In Persian myth, it is said that Akbar the Great once built a palace which he filled with newborn children, attended only by mutes, in order to learn whether language is innate or acquired. As the year passed and the chidren grew into their silent and difficult world, this palace became known as the Gang Mahal, or Dumb House.

John Burnside explores the possibilites inherent in a modern-day repetition of Akbar`s investigations. Following the death of his mother, the unnamed narrator creates a twisted varient of the Dumb House, finally using his own chidren as subjects in a bizarre experiment. When the children develop a musical language of their own, however, their gaoler is the one who is excluded, and he extracts an appalling revenge.

- from Goodreads

After watching a few BookTubers talk about this book (Jen Campbell being the first of them), I was really intrigued and wanted to read this. Vintage have released some of their modern Scottish classics with new covers and I was lucky enough to win copies of them on Twitter so obviously I started with The Dumb House.
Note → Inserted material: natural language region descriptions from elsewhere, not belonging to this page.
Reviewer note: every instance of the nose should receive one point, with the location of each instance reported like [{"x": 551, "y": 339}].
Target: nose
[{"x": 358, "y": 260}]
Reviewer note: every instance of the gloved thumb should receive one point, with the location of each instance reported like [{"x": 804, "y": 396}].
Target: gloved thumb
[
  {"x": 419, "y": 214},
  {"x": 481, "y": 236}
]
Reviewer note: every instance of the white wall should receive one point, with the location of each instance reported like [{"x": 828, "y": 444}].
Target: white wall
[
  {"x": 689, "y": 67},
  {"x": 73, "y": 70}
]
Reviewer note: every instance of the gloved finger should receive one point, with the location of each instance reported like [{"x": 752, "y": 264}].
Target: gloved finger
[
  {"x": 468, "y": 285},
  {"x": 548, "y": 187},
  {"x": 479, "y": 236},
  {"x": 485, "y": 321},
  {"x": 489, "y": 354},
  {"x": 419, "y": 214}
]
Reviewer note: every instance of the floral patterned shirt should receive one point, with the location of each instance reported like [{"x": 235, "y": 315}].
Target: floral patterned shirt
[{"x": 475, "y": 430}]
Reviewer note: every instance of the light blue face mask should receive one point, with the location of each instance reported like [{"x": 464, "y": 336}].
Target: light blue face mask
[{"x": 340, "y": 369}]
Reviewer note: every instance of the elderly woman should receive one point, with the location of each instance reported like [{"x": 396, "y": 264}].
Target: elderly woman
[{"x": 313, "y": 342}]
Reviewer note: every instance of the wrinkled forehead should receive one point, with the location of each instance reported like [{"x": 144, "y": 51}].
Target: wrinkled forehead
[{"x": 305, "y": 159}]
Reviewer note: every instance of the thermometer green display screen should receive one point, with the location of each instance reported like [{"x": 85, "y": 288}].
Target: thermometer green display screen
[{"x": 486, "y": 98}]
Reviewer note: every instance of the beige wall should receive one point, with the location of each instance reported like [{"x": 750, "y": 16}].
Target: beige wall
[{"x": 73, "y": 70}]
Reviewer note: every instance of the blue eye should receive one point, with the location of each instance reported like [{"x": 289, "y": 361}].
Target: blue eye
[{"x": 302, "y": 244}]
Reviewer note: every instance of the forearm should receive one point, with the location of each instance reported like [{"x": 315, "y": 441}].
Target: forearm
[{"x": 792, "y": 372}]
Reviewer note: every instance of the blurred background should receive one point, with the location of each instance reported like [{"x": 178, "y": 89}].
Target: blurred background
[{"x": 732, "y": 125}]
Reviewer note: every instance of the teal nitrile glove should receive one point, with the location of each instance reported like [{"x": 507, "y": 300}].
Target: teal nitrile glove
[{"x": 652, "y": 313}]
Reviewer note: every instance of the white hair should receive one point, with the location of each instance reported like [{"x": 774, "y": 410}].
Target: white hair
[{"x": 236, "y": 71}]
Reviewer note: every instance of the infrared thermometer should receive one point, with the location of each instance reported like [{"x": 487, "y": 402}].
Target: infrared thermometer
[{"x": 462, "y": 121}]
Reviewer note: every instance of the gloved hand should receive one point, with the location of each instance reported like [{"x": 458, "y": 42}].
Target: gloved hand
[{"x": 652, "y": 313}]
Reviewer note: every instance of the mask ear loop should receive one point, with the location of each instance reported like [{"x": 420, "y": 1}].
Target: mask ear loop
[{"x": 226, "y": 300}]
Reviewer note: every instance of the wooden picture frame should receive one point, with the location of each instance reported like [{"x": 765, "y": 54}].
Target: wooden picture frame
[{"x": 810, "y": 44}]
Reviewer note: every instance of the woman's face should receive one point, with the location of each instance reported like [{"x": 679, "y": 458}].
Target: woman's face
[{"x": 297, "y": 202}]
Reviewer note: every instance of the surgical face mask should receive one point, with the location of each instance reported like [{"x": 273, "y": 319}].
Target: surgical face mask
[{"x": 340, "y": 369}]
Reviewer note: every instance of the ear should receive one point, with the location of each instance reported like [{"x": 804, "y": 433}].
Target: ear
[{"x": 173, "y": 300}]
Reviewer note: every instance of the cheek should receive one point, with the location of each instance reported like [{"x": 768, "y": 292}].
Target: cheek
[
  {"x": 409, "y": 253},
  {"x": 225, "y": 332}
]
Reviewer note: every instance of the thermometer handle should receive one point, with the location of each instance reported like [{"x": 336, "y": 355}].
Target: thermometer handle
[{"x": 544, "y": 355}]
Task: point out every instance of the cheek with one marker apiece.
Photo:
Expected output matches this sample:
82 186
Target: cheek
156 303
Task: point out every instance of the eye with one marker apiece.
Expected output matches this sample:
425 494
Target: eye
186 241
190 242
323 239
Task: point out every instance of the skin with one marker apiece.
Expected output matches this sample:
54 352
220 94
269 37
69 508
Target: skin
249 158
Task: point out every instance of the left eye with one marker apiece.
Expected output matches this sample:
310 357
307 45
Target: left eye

Basically our protagonist’s fascination with a Persian myth about a Dumb House leads him to create and experiment with his own version of the Dumb House, using his children as the test subjects. Keeping them in the basement, he isolates them from all but absolutely essential human contact and records the results. That’s all I’m going to tell you.

This really is quite a disturbing book. Yet it’s very readable; Burnside’s writing is beautiful. I found myself rereading sentences just to absorb the beauty of his writing, while actually screwing up my face in distaste for what was actually happening within the pages of the book.

If you’re in the mood for something disturbing, twisted yet beautifully written then give this a go.